If we examine the activities and assessment tasks we set for our students, many of us would find we give fewer opportunities for the students who are skilled in areas other than the verbal and mathematical domains to experience success or satisfaction. Generally speaking, the critical thinking skills developed in the Arts and Technology (Materials, Systems and Design), as well as the advantages of possessing an aesthetic mode of knowledge, tend to be undervalued. It is diffi- cult to assess and reward visual perception using traditional models of evalua- tion that exist in current systems. In this chapter examples of attempts to test visual literacy are considered. Some existing restrictive and/or flawed test ques- tions are examined, and simple changes and some new examples are suggested.

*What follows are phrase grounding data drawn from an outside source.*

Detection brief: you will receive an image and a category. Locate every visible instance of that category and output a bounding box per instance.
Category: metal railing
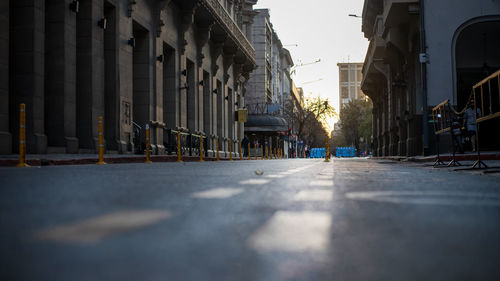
[471,69,500,169]
[164,128,208,157]
[132,121,143,154]
[431,100,461,167]
[473,69,500,124]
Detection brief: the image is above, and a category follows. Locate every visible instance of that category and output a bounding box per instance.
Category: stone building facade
[361,0,500,157]
[244,9,295,158]
[1,0,258,155]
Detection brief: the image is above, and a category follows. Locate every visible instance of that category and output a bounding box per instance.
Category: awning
[245,115,288,132]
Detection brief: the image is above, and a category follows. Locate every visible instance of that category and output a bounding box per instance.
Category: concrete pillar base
[398,141,405,156]
[66,137,79,154]
[406,137,415,156]
[33,134,48,154]
[117,140,129,154]
[156,144,166,155]
[0,131,12,154]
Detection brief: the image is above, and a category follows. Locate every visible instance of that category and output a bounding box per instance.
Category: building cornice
[199,0,256,65]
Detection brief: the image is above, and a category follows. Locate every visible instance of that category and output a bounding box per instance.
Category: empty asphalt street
[1,159,500,281]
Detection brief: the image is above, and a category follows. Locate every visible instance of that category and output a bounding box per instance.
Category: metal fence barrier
[431,100,461,167]
[163,128,207,158]
[471,68,500,169]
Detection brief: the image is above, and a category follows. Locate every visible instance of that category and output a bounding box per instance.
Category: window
[340,70,348,82]
[341,87,349,98]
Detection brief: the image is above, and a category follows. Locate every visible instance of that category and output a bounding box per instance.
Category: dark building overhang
[245,115,288,132]
[382,0,419,32]
[362,0,383,38]
[362,16,387,98]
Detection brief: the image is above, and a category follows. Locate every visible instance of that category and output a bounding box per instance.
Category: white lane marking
[34,210,171,244]
[249,211,331,253]
[239,179,270,185]
[191,188,244,199]
[265,174,285,179]
[316,175,333,180]
[309,180,333,187]
[345,191,500,206]
[294,190,333,201]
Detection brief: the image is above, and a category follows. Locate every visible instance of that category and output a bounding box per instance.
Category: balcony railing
[201,0,256,64]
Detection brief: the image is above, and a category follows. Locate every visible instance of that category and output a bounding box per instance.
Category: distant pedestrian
[451,118,464,154]
[463,101,481,152]
[242,135,250,157]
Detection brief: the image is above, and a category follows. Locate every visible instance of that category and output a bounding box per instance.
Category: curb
[372,154,500,163]
[0,155,250,167]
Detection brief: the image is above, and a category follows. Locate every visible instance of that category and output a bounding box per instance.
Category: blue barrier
[335,147,355,158]
[310,148,326,158]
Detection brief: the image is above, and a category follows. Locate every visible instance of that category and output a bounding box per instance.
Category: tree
[283,96,337,147]
[338,99,373,150]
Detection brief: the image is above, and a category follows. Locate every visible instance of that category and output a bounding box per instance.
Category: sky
[254,0,369,128]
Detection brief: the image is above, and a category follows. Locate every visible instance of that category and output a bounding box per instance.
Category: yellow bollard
[145,124,152,164]
[17,104,29,167]
[255,144,258,160]
[216,138,220,162]
[229,140,233,161]
[177,131,182,162]
[328,142,331,161]
[261,145,264,160]
[239,141,242,161]
[199,136,204,162]
[324,136,330,162]
[265,146,268,160]
[248,143,251,160]
[96,116,106,165]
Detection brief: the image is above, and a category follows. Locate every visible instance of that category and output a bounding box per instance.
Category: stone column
[223,49,235,152]
[164,47,179,129]
[10,0,48,154]
[0,0,10,154]
[154,40,164,154]
[218,77,225,152]
[196,22,213,134]
[197,65,204,134]
[76,0,105,151]
[103,2,122,152]
[212,75,219,154]
[179,8,195,130]
[203,71,212,142]
[211,39,224,153]
[45,0,78,153]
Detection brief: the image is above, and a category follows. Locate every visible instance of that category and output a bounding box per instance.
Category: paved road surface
[1,159,499,281]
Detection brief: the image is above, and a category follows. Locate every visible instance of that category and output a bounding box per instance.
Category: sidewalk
[373,151,500,163]
[0,153,240,167]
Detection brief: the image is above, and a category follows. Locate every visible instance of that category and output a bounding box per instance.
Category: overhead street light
[300,78,324,86]
[291,59,321,76]
[349,14,362,18]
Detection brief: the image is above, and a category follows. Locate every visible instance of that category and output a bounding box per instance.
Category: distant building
[245,9,298,158]
[337,62,366,112]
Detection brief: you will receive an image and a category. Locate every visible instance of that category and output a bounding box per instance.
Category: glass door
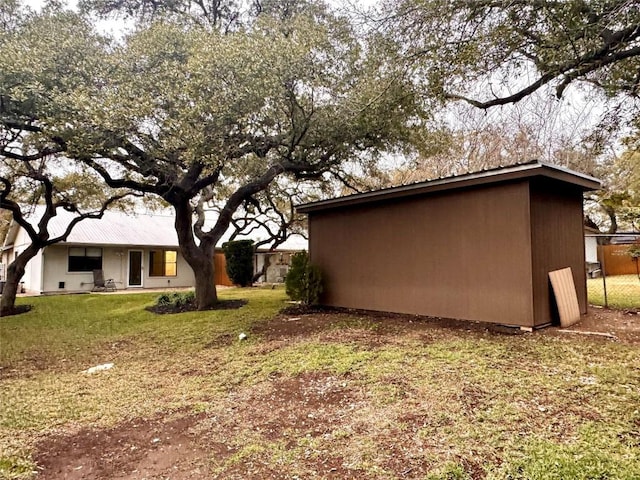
[128,250,143,287]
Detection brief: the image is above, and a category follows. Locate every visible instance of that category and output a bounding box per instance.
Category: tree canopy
[388,0,640,108]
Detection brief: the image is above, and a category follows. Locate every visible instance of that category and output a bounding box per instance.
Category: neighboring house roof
[582,231,640,243]
[297,160,602,214]
[609,233,640,244]
[1,208,307,251]
[256,236,308,252]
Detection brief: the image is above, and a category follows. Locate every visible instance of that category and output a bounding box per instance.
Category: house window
[149,249,177,277]
[68,247,102,272]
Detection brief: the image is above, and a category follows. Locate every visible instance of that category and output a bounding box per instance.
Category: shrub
[155,291,195,308]
[157,293,172,306]
[285,251,323,305]
[223,240,255,287]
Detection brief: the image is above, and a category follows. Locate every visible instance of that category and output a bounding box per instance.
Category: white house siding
[585,236,598,263]
[1,227,43,293]
[25,250,43,293]
[254,252,294,283]
[1,248,42,292]
[41,245,195,293]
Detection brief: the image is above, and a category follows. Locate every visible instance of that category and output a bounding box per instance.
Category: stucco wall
[309,181,536,326]
[42,245,196,293]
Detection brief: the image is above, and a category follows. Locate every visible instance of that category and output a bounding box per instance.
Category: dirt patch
[257,307,523,345]
[34,413,210,479]
[263,305,640,345]
[544,306,640,344]
[33,372,365,479]
[146,299,247,315]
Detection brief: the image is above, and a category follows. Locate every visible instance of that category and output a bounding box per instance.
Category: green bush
[223,240,255,287]
[285,251,323,305]
[157,293,172,306]
[156,291,195,308]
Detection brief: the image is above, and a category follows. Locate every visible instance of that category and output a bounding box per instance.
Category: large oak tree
[2,1,419,309]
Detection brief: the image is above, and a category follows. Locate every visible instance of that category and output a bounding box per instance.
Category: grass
[1,288,640,479]
[587,274,640,308]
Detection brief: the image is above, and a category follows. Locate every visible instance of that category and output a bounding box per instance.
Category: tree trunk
[1,244,39,315]
[172,199,218,310]
[603,205,618,234]
[253,252,271,283]
[193,257,218,309]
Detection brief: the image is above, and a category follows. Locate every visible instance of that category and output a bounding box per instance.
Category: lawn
[1,288,639,479]
[587,274,640,309]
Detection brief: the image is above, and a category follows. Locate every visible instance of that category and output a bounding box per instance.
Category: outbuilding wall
[309,181,537,326]
[529,179,588,326]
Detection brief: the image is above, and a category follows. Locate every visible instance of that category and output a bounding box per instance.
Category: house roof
[297,161,601,214]
[2,208,307,251]
[43,210,179,247]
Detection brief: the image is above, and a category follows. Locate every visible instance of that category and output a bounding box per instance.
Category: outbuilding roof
[297,161,601,214]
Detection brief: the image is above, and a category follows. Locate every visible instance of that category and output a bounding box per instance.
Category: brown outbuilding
[297,161,601,328]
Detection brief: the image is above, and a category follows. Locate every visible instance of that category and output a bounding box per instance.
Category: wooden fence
[213,252,234,286]
[598,244,640,276]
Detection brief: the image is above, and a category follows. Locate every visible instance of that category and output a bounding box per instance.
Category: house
[1,211,198,293]
[254,236,309,284]
[1,209,306,294]
[298,161,601,329]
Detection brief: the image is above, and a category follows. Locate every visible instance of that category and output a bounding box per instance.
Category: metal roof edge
[297,161,602,214]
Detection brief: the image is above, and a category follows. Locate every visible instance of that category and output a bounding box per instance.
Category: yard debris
[83,363,114,374]
[238,332,248,341]
[557,329,617,340]
[580,376,598,385]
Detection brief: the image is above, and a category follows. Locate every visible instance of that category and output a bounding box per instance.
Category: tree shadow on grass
[0,304,32,317]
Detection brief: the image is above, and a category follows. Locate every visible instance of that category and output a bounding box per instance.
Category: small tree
[223,240,254,287]
[285,251,323,305]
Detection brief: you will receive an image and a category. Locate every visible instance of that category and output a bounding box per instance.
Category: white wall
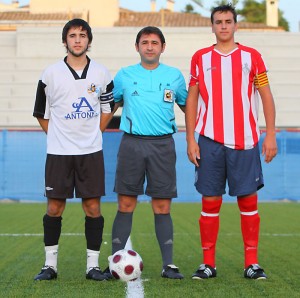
[0,27,299,128]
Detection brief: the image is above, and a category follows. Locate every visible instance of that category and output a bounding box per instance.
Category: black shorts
[195,135,264,197]
[45,150,105,199]
[114,133,177,198]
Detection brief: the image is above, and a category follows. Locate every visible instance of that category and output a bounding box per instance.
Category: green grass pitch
[0,202,299,297]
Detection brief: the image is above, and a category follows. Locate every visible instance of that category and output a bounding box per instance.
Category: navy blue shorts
[194,135,264,197]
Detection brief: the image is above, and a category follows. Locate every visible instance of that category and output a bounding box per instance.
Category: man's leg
[152,198,183,279]
[192,196,222,280]
[82,197,107,281]
[238,193,267,279]
[34,198,66,281]
[112,194,137,254]
[237,193,260,267]
[199,196,222,268]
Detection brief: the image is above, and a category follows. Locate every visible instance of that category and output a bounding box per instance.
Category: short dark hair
[211,3,237,24]
[135,26,166,45]
[62,18,93,44]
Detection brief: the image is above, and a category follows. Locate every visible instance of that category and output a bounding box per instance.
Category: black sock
[85,216,104,251]
[43,214,62,246]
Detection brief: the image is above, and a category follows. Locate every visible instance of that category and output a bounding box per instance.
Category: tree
[237,0,265,23]
[182,4,197,13]
[183,0,289,31]
[278,9,290,31]
[237,0,289,31]
[182,1,203,14]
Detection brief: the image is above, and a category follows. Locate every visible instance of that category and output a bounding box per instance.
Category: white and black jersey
[33,57,114,155]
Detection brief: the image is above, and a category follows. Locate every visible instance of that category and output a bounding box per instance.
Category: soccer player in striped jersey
[33,19,114,281]
[185,4,277,280]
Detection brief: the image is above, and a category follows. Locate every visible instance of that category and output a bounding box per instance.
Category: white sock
[87,249,100,273]
[45,245,58,272]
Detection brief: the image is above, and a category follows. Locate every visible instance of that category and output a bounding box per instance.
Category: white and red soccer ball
[108,249,144,282]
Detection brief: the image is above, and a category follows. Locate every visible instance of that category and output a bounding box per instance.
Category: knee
[202,197,222,214]
[152,199,171,214]
[83,201,100,217]
[118,195,137,212]
[237,194,258,212]
[47,201,65,217]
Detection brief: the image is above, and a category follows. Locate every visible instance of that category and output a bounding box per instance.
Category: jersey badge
[87,83,101,94]
[164,89,174,103]
[242,63,251,74]
[88,83,96,93]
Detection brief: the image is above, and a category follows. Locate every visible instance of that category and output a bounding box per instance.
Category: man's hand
[262,133,277,163]
[187,138,201,167]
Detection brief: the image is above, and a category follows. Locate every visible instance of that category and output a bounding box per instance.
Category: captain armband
[254,72,269,88]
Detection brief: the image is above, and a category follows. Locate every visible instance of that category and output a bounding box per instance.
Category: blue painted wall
[0,130,299,202]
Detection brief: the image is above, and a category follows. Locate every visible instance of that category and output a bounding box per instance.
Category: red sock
[199,197,222,268]
[237,195,260,268]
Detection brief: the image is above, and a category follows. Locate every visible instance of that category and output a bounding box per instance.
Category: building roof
[0,11,82,21]
[115,9,284,31]
[0,7,283,31]
[0,9,83,31]
[115,10,211,27]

A discussion of the benefits of authentic assessment follows.

Introduction

In 1969 Arnheim, the US art educator, wrote that, apart from in kindergartens where the children were encouraged to invent shapes on paper or in clay and think through perception, their educational system was based mainly on the study of words and numbers. He claimed that because words and numbers were stressed more rigorously from Grade One onwards, the arts were reduced to a

‘desirable supplement’ (1969, p. 2). By the time competition for university places became acute, he concluded, it was a rare high school that insisted on the preservation of the Arts. He also claimed it was a rare university that welcomed the inclusion of visual arts. Unfortunately the same could be said today.

The neglect of the arts and the undervaluing of visual literacy and the creative process results from a prevailing assumption that affective perception

does not involve deep cognition. Arnheim believed that educators and adminis- trators would not give the arts an important position in the curriculum until they understood that the arts were a powerful means of strengthening the perceptual component of thinking, without which productive thinking in any field was impossible (1969, p. 3).

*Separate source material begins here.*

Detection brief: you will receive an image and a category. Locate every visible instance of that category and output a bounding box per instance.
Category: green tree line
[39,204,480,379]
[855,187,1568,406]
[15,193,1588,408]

Second year students completing a component called Philosophy in Education with me, were asked to read a chapter from Eisner’s text The Kind of Schools We Need (1998). In this chapter he put forward an argument for valu- ing aesthetic modes of knowing. The comments he made on the status of the visual arts in schools echoed Arnheim’s description 30 years earlier. When groups of students assembled to elicit the five main points of the article some made comments such as: ‘I read this over and over again and couldn’t make sense of it’; ‘I couldn’t understand a thing he was saying’; ‘What does aesthetics mean?’ Given the above, such questions and comments did not surprise me. But a lone voice said: ‘Why are we reading this, it’s common sense, it’s what happens in schools isn’t it?’ I will return to this remark later.

So what was Eisner (1998) saying in his chapter that was so foreign to the students? He claimed that Plato’s view that knowledge could not be relied on if we depend on information provided by the senses has had an enduring effect on conceptions of both knowledge and intelligence. To be intelligent is seen as the ability to move away from our senses and manipulate ideas in the same way abstract concepts are employed in mathematics. Then, he says, further down the perceived ‘hierarchy’ come the natural and social sciences because they depend on empirical information. Even lower in rank are the arts and making things, particularly if emotion enters the picture (pardon the pun). At this level people are described as talented rather than intelligent. In 2000 Gardner, presenting a paper in Melbourne, lamented the use of the ‘talent’, rather than ‘intelligence’, for those skilled in the fields of art, design and music.

Does the dearth of the aesthetic in the curriculum teach students that we do not value it? There are endless opportunities if teachers know where to look.

In a history method class, I recently asked some postgraduate student teachers (high achievers by most standards) to sketch a prominent person. They were embarrassed and ashamed of their sketches that were roughly equivalent to fifth graders (11 year olds). I think the sketches offer a snapshot of a gap in their education. Why aren’t their drawing and writing skills equally honed in their 15 plus years of education?